Posted by Jeremy M. Jones on 2008-04-19 at 08:55.

Forgot to mention that I totally agree with what I assume to be your
presupposition: the simplest thing that works is usually best.  I
always (or at least almost always) try to only use the simplest thing
that I can to get something working.  Then I add complexity from there
as needed.  So, I think I'm in agreement with you in principle as well
as in this particular situation.    - jmj

Posted by Jesse on 2008-04-19 at 09:13.

In this case, I agree: nothreads makes sense - however, I actually
like threads :)    If you are not processing the output of the
command, there's no reason to use threads in this case: you are paying
the penalty of spawning those threads.    If you want to see the
penalty - remove the do_ping code from your function (or make do_ping
simply pass), this will show you the raw overhead of constructing the
thread objects, starting and joining them.    In any case, you're
right - it doesn't make a ton of sense to use threads, however I don't
see the "additional complexity" of the threaded example - both have
the same "build an object, put it in a list and wait" semantics - one
is running concurrently, and the other linearly.    Question - are you
running on a multi-core machine?

Posted by Floris Bruynooghe on 2008-04-19 at 10:59.

For this simple example there's no advantage of the threads.  But as
said, if you want to read and write to it you do.  The .communicate()
method does an implicit .wait() thus blocking every process.  And
unless I have good reason I don't like to re-implement .communicate().

Posted by Titus Brown on 2008-04-19 at 12:43.

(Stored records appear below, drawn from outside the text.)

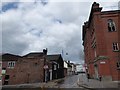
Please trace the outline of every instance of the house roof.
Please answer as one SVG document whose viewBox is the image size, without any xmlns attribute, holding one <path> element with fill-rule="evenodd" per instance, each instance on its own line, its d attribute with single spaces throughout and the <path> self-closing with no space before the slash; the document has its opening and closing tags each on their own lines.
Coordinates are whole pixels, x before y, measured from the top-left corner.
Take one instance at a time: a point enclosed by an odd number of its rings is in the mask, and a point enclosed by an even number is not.
<svg viewBox="0 0 120 90">
<path fill-rule="evenodd" d="M 61 54 L 47 55 L 47 60 L 58 60 L 61 57 Z"/>
<path fill-rule="evenodd" d="M 21 58 L 21 56 L 10 54 L 10 53 L 4 53 L 0 55 L 0 58 L 1 58 L 0 60 L 3 60 L 3 61 L 12 61 L 12 60 L 18 60 L 19 58 Z"/>
<path fill-rule="evenodd" d="M 24 55 L 23 57 L 41 57 L 43 55 L 44 55 L 43 52 L 31 52 L 27 55 Z"/>
</svg>

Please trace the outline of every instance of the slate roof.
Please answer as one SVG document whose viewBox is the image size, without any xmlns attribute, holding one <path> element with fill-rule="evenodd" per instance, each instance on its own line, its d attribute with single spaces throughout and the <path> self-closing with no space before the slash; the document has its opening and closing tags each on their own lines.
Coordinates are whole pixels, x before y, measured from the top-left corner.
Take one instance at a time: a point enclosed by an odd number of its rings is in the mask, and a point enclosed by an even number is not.
<svg viewBox="0 0 120 90">
<path fill-rule="evenodd" d="M 11 61 L 11 60 L 18 60 L 19 58 L 21 58 L 21 56 L 10 54 L 10 53 L 4 53 L 0 55 L 0 58 L 3 61 Z"/>
<path fill-rule="evenodd" d="M 23 57 L 41 57 L 43 55 L 44 55 L 43 52 L 31 52 L 27 55 L 24 55 Z"/>
</svg>

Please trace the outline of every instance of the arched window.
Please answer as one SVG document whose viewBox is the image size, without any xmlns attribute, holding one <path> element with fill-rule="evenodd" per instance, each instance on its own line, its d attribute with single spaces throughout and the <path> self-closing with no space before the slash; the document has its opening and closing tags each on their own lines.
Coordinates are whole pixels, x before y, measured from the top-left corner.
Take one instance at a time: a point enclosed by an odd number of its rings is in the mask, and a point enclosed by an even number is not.
<svg viewBox="0 0 120 90">
<path fill-rule="evenodd" d="M 115 22 L 112 19 L 108 19 L 108 31 L 114 32 L 115 29 Z"/>
</svg>

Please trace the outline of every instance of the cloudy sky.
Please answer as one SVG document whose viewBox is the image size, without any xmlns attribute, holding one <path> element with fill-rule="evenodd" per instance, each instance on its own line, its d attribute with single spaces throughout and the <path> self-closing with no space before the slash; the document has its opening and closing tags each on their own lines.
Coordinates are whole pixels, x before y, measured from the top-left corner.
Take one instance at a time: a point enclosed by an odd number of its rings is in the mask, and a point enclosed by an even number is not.
<svg viewBox="0 0 120 90">
<path fill-rule="evenodd" d="M 119 0 L 94 0 L 103 10 L 118 9 Z M 83 62 L 82 25 L 93 0 L 3 0 L 0 3 L 0 52 L 25 55 L 62 54 Z M 66 55 L 68 53 L 68 55 Z"/>
</svg>

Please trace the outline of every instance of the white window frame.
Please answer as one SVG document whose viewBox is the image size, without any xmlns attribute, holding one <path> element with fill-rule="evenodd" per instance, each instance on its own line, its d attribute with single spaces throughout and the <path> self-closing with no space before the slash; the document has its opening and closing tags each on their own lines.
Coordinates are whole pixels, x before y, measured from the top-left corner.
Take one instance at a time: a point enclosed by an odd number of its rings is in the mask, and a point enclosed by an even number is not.
<svg viewBox="0 0 120 90">
<path fill-rule="evenodd" d="M 14 67 L 15 67 L 15 61 L 9 61 L 8 68 L 14 68 Z"/>
</svg>

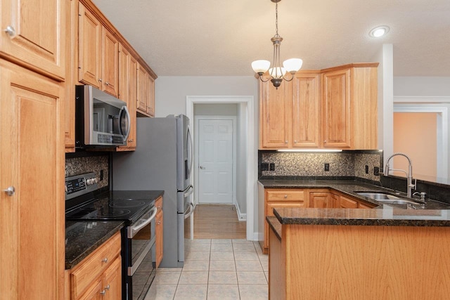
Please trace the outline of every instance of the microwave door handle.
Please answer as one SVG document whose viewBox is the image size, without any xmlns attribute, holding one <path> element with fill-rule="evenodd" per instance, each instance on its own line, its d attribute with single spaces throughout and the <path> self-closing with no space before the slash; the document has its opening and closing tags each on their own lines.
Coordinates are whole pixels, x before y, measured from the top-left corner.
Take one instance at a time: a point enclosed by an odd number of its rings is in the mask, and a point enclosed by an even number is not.
<svg viewBox="0 0 450 300">
<path fill-rule="evenodd" d="M 127 107 L 127 106 L 124 105 L 122 107 L 122 109 L 120 110 L 120 112 L 121 112 L 120 115 L 122 115 L 122 111 L 124 111 L 125 113 L 127 114 L 127 120 L 128 122 L 128 126 L 127 126 L 128 130 L 127 130 L 127 133 L 124 137 L 124 141 L 127 141 L 127 140 L 128 140 L 128 136 L 129 136 L 129 131 L 131 129 L 131 119 L 129 116 L 129 112 L 128 111 L 128 108 Z M 121 124 L 121 126 L 119 126 L 119 128 L 120 129 L 120 134 L 123 136 L 124 134 L 122 131 L 122 122 L 120 122 L 119 123 Z"/>
<path fill-rule="evenodd" d="M 146 227 L 147 225 L 148 225 L 150 223 L 150 222 L 152 221 L 152 220 L 153 219 L 155 219 L 155 216 L 156 216 L 156 213 L 158 212 L 158 208 L 157 207 L 153 207 L 153 212 L 152 213 L 151 216 L 150 216 L 150 218 L 148 218 L 147 220 L 144 221 L 143 223 L 141 223 L 141 224 L 138 225 L 137 226 L 132 226 L 129 228 L 129 231 L 128 231 L 128 237 L 131 238 L 133 237 L 134 236 L 135 233 L 137 233 L 138 231 L 139 231 L 141 229 L 143 228 L 144 227 Z"/>
</svg>

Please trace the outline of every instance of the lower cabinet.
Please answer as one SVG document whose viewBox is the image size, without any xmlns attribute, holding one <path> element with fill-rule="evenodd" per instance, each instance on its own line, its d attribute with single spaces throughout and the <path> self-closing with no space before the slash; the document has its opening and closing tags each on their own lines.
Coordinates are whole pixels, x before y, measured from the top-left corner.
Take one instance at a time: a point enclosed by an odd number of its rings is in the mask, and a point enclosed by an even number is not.
<svg viewBox="0 0 450 300">
<path fill-rule="evenodd" d="M 121 299 L 120 233 L 72 269 L 70 282 L 72 300 Z"/>
</svg>

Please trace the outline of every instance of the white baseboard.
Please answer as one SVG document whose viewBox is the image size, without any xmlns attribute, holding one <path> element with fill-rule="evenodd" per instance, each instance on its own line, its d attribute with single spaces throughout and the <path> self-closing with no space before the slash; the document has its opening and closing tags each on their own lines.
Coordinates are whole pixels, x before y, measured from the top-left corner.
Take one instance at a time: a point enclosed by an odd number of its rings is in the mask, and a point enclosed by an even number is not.
<svg viewBox="0 0 450 300">
<path fill-rule="evenodd" d="M 236 211 L 238 212 L 238 218 L 239 219 L 239 221 L 247 221 L 247 214 L 243 214 L 240 212 L 238 203 L 236 203 L 235 206 L 236 207 Z"/>
</svg>

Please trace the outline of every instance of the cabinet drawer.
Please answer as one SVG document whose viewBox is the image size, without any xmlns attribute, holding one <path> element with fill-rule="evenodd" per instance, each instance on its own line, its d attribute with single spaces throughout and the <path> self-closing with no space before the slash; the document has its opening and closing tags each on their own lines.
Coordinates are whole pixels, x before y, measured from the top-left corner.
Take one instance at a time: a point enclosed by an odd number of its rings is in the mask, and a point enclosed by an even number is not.
<svg viewBox="0 0 450 300">
<path fill-rule="evenodd" d="M 72 298 L 77 299 L 120 254 L 120 233 L 117 233 L 74 268 L 70 274 Z"/>
<path fill-rule="evenodd" d="M 267 201 L 304 201 L 304 191 L 295 190 L 271 190 L 266 191 Z"/>
<path fill-rule="evenodd" d="M 356 209 L 358 208 L 358 201 L 340 196 L 340 207 L 347 209 Z"/>
</svg>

Jesse, the threaded case has more code and the code is just ... more
complicated.  Consider that you have to know what join() does, as well
as wait(), and you have to understand the need to **call** join.  You
also need to use a class (if you plan to recover the return value) as
in this example:    import threading  from common import IP_LIST,
do_ping    class PingThread(threading.Thread):    def
<em>_init_</em>(self, ip):    self.ip = ip
threading.Thread.<em>_init_</em>(self)      def run(self):    self.p =
do_ping(self.ip)    self.p.wait()    ###    # start all threads  z =
[]  for i in range(0, len(IP_LIST)):    t = PingThread(IP_LIST[i])
t.start()    z.append(t)    # wait for all threads to finish  for t in
z:    t.join()    if t.p.returncode != 0:    print '%s is not alive!'
% (t.ip,)    Floris, you're right about communicate.  I tried to write
a version to monitor multiple subprocesses, and it was hard.    Glyph,
my example above runs subprocesses in parallel.  Why do I need
twisted, again? :)    --titus

Posted by Justin on 2008-04-19 at 13:02.

Sort of a bad example, if you want to ping a lot of hosts from python,
use fping or nmap.    If you want to use threading, google for
'iterthreader' then you can just do    for ip, result in
iterthreader.Threader(do_ping, IP_LIST, numthreads=8):    print ip,
result

Posted by Titus Brown on 2008-04-19 at 13:55.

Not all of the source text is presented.